The bill, S-1857, would require the Department of Education and the New Jersey State Interscholastic Athletic Association (NJSIAA) to jointly develop and implement, by the 2015-2016 school year, a program of random student-athlete testing for steroids and other performance-enhancing substances. Currently, NJSIAA has a program of testing only for student-athletes who qualify to compete in championship tournaments sanctioned by the association. Under this bill, the NJSIAA will expand its program of random testing to student-athletes in general.
It would also require coaches at the public school level and the nonpublic school interscholastic level to set up programs for their teams to reduce the use of steroids and performance-enhancing supplements. The programs would emphasize healthy nutrition and exercise, warn students about the dangers of drug and alcohol abuse, and provide students with information and strategies to avoid peer pressure and stay drug free.
“Providing New Jersey’s student-athletes with the right resources and ongoing support to keep them healthy and educated about the perils of steroid and performance-enhancing supplements is the foundation for long-term prevention,” said Senator Codey, D-Essex, Morris. “Informed athletes will make better choices about their health.

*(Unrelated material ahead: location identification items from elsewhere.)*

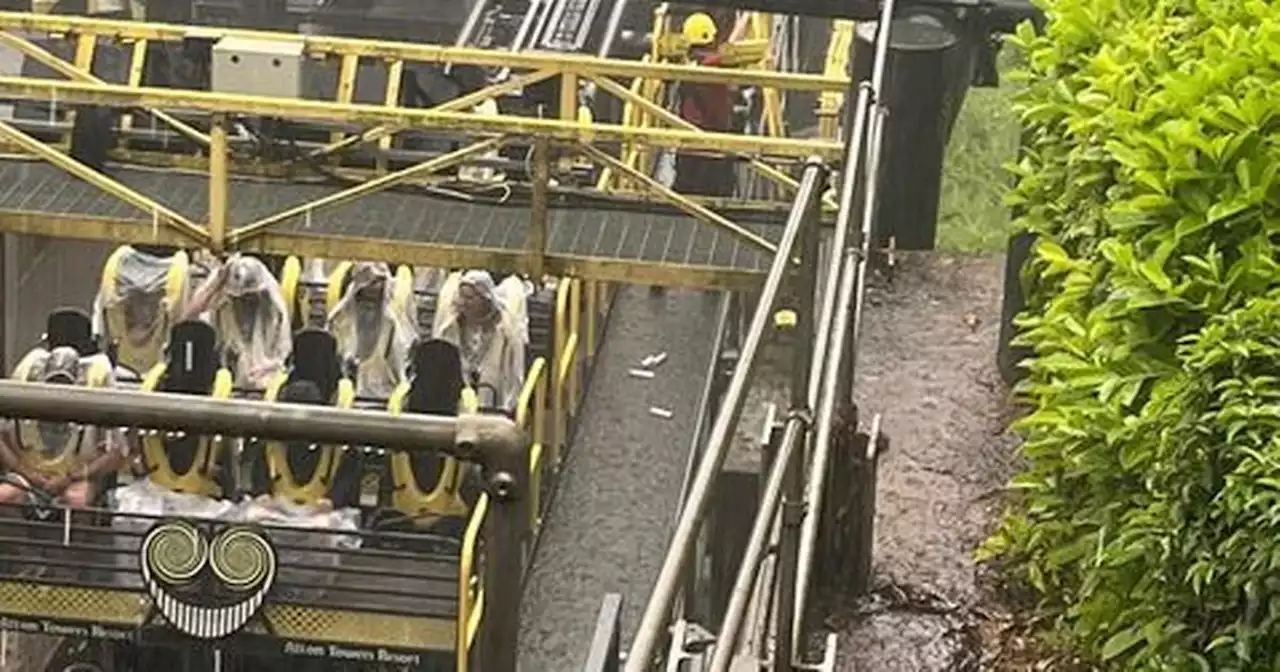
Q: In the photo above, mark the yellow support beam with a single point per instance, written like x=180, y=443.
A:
x=391, y=51
x=80, y=72
x=458, y=104
x=321, y=112
x=839, y=50
x=365, y=188
x=160, y=214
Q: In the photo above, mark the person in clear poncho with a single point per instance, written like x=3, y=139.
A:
x=59, y=460
x=373, y=332
x=243, y=301
x=135, y=309
x=488, y=333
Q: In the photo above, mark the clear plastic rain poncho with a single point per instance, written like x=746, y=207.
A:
x=489, y=327
x=309, y=543
x=373, y=332
x=135, y=311
x=251, y=319
x=58, y=440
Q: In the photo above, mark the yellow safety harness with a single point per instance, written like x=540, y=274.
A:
x=283, y=481
x=291, y=277
x=142, y=356
x=444, y=498
x=200, y=478
x=37, y=455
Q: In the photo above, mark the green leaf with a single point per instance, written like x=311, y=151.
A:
x=1120, y=643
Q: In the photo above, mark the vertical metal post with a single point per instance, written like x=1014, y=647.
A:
x=568, y=97
x=833, y=341
x=8, y=302
x=803, y=288
x=218, y=182
x=540, y=210
x=504, y=562
x=658, y=609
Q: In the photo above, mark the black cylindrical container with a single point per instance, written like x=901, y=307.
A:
x=928, y=72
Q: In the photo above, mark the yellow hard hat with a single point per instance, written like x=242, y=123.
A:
x=699, y=30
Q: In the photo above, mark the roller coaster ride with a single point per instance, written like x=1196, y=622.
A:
x=378, y=530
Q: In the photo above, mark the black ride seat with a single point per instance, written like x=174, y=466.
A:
x=315, y=360
x=429, y=489
x=71, y=328
x=188, y=464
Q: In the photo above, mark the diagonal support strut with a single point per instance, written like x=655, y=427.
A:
x=365, y=188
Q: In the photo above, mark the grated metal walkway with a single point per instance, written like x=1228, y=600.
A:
x=30, y=187
x=609, y=524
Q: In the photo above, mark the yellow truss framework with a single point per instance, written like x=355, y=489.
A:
x=87, y=33
x=570, y=133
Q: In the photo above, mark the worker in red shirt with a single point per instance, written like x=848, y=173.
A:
x=711, y=108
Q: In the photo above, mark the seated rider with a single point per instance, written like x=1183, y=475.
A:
x=242, y=300
x=137, y=301
x=490, y=337
x=59, y=460
x=430, y=489
x=374, y=333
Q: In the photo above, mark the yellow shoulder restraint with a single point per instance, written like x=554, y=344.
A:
x=32, y=443
x=277, y=455
x=291, y=277
x=141, y=356
x=444, y=499
x=199, y=478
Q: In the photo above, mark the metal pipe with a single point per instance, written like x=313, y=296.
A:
x=484, y=438
x=9, y=296
x=836, y=344
x=840, y=238
x=794, y=496
x=653, y=622
x=695, y=448
x=824, y=419
x=872, y=202
x=704, y=405
x=755, y=548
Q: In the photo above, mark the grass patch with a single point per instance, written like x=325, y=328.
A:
x=972, y=216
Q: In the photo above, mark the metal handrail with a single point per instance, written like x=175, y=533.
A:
x=653, y=624
x=835, y=348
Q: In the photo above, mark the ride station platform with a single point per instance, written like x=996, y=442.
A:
x=201, y=168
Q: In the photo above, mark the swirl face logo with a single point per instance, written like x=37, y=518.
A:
x=208, y=589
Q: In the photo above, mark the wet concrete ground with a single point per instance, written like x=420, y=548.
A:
x=927, y=362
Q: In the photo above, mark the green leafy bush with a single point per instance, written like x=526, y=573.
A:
x=1151, y=519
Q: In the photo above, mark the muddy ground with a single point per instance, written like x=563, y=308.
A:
x=927, y=364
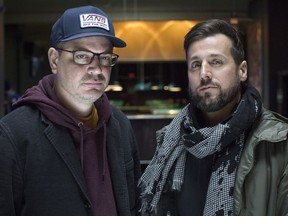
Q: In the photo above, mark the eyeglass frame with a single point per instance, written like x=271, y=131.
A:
x=92, y=58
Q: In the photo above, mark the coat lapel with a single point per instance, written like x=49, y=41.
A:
x=60, y=138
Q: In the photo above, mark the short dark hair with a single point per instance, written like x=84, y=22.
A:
x=212, y=27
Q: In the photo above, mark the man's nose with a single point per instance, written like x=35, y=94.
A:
x=205, y=72
x=94, y=66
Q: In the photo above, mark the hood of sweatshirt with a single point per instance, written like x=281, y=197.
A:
x=43, y=97
x=90, y=143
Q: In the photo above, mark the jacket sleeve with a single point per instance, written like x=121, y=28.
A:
x=282, y=200
x=10, y=175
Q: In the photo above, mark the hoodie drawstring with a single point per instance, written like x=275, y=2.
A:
x=80, y=125
x=104, y=152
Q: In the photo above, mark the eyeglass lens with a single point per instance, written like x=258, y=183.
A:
x=85, y=57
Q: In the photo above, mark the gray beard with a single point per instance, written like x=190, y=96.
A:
x=204, y=103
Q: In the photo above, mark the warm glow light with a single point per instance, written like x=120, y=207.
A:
x=152, y=40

Coaches also carry a great responsibility as role models and mentors in encouraging safe and natural ways to enhance athletic performance and, with proper training, are best positioned to identify early signs of abuse.”
Under this bill, the NJSIAA would run an annual workshop for all public and nonpublic middle school and high school coaches on steroid and performance enhancing supplement prevention in order to give coaches the most current information and best strategies to keep athletes drug free.
The bill would also expand the State’s public outreach regarding steroid abuse in schools, requiring the NJSIAA to include anti-steroid and anti-performance enhancing supplement advertisements in any brochure, pamphlet, program or book distributed or sold at school sporting events. The Governor’s Council on Alcoholism and Drug Abuse would be required to prepare a poster for school gyms and locker rooms warning of the potential health risks of steroids and the penalties for their use and possession.
The Commissioner of Education would be charged with ensuring that information and materials about steroid use prevention are available on the DOE’s website, and the State Board of Education would be required to review core curriculum standards to ensure that students are properly educated about the health risks of anabolic steroids and performance-enhancing supplements.
“It is just as important that coaches are well-equipped with the knowledge to recognize the signs of steroid use as it is for students to understand the real risks and dangers of using steroids or other performance-enhancing substances,” said Senator Turner (D-Hunterdon, Mercer). “Through random testing, educational initiatives, and increased public awareness campaigns, we can ensure that our student athletes are surrounded by an environment that promotes safer and healthier lifestyles.“
The legislation would also establish the third week in September as “Steroid Awareness Week” in New Jersey and requires school districts to observe this week by organizing activities to educate the student body about the dangers of using steroids and performance enhancing supplements and begin discussions on healthy strength-building methods.
The bill passed the Assembly by a vote of 73-0. It was approved by the Senate by 36-0. It now heads to the Governor’s desk.